Semua departemen PPC pada industri manufaktur akan memiliki
fungsi yang sama. Fungsi atas aktivitas–aktivitas yang ditangani oleh
departenmen PPC atau PPIC adalah sebagai berikut:
39
a. Mengelola pesanan (order)
Pelanggan memasukan pesanan-pesanan untuk berbagai produk.
Pesanan-pesanan ini dimasukkan dalam jadwal produksi utama, ini
bila jenis produksinya made to order.
a. Meramalkan permintaan
Perusahaan biasanya berusaha memproduksi secara lebih independen
terhadap fluktuasi permintaan. Permintaan perlu diramalkan agar
skenario produksi dapat mengantisipasi fluktuasi permintaan tersebut.
Permintaan ini harus dilakukan bila tipe produksinya made to stock.
b. Mengelola persediaan
Tindakan pengelolaan persediaan berupa melakukan transaksi
persediaan, memubuat kebijakan persediaan pengaman, kebijakan
kuantitas pesanan/produksi, kebijakan frekuensi dan periode
pemesanan, dan mengukur performansi keuangan dari kebijakan yang
dibuat.
c.
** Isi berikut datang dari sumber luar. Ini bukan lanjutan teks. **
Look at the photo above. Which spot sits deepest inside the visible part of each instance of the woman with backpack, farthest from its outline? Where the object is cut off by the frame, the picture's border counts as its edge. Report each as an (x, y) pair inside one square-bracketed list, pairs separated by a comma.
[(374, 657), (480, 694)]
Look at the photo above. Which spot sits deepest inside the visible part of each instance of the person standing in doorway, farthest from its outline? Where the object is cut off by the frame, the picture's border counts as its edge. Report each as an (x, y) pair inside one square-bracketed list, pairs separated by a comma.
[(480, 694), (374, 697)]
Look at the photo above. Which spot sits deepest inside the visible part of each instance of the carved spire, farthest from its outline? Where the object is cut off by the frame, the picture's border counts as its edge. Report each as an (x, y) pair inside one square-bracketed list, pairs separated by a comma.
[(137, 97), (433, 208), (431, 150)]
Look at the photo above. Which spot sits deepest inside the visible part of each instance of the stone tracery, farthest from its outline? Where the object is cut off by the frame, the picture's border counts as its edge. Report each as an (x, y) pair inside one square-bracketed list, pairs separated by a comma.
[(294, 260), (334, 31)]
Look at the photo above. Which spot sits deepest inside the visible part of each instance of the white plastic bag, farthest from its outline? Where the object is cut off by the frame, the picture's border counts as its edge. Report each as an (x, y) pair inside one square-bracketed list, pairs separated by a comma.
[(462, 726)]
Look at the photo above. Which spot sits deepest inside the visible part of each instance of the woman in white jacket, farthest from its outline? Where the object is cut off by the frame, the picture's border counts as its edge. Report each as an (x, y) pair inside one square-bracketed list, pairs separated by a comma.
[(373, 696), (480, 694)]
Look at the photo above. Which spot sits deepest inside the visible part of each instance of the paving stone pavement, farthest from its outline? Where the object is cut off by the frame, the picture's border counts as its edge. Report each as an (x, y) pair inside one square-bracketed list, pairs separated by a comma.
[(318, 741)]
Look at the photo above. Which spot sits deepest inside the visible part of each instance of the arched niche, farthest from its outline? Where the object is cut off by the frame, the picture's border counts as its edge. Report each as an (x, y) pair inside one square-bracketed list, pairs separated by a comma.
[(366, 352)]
Menyusun rencana agregat
Pesanan pelanggan dan atau ramalan permintaan harus dikompromikan
dengan sumber daya perusahaan (fasilitas, mesin, tenaga kerja,
keuangan, dan lain-lain). Rencana agregat bertujuan untuk membuat
skenario pembebanan kerja untuk mesin dan tenaga kerja (reguler,
lembur, dan subkontrak) secara optimal untuk keseluruhan produk dan
sumber daya secara terpadu (tidak terproduk).
d. Membuat jadwal induk produksi
Jadwal Induk Produksi (JIP) adalah suatu rencana terperinci mengenai
apa dan berapa unit yang harus diproduksi pada suatu periode tertentu
untuk setiap item produksi. Apabila telah dikoordinasikan dengan
seluruh departemen jadwal induk produksi ini akan dijadikan dasar
dalam PPC. JIP ini akan di-review secara periodik atau bila ada kasus
JIP ini akan berubah bila ada hal yang harus diakomodasikan.
e. Merencanakan kebutuhan
JIP yang telah berisi apa dan berapa yang harus dibuat selanjutnya
akan diterjemahkan ke dalam kebutuhan komponen, sub-assembly, dan
40
bahan penunjang untuk penyelesaian produk. Untuk membuat
perencanaan kebutuhan diperlukan informasi lain berupa struktur
produk (bill of material) dan catatan persediaan. Bila hal ini belum
ada, maka tugas departemen PPC untuk membuatnya.
f. Melakukan penjadwalan
Melakukan penjadwalan pada mesin atau fasilitas produksi meliputi
urutan pengerjaan, waktu penyelesaian pesanan, kebutuhan waktu
penyelesaian, prioritas pengerjaan, dan lain-lainnya.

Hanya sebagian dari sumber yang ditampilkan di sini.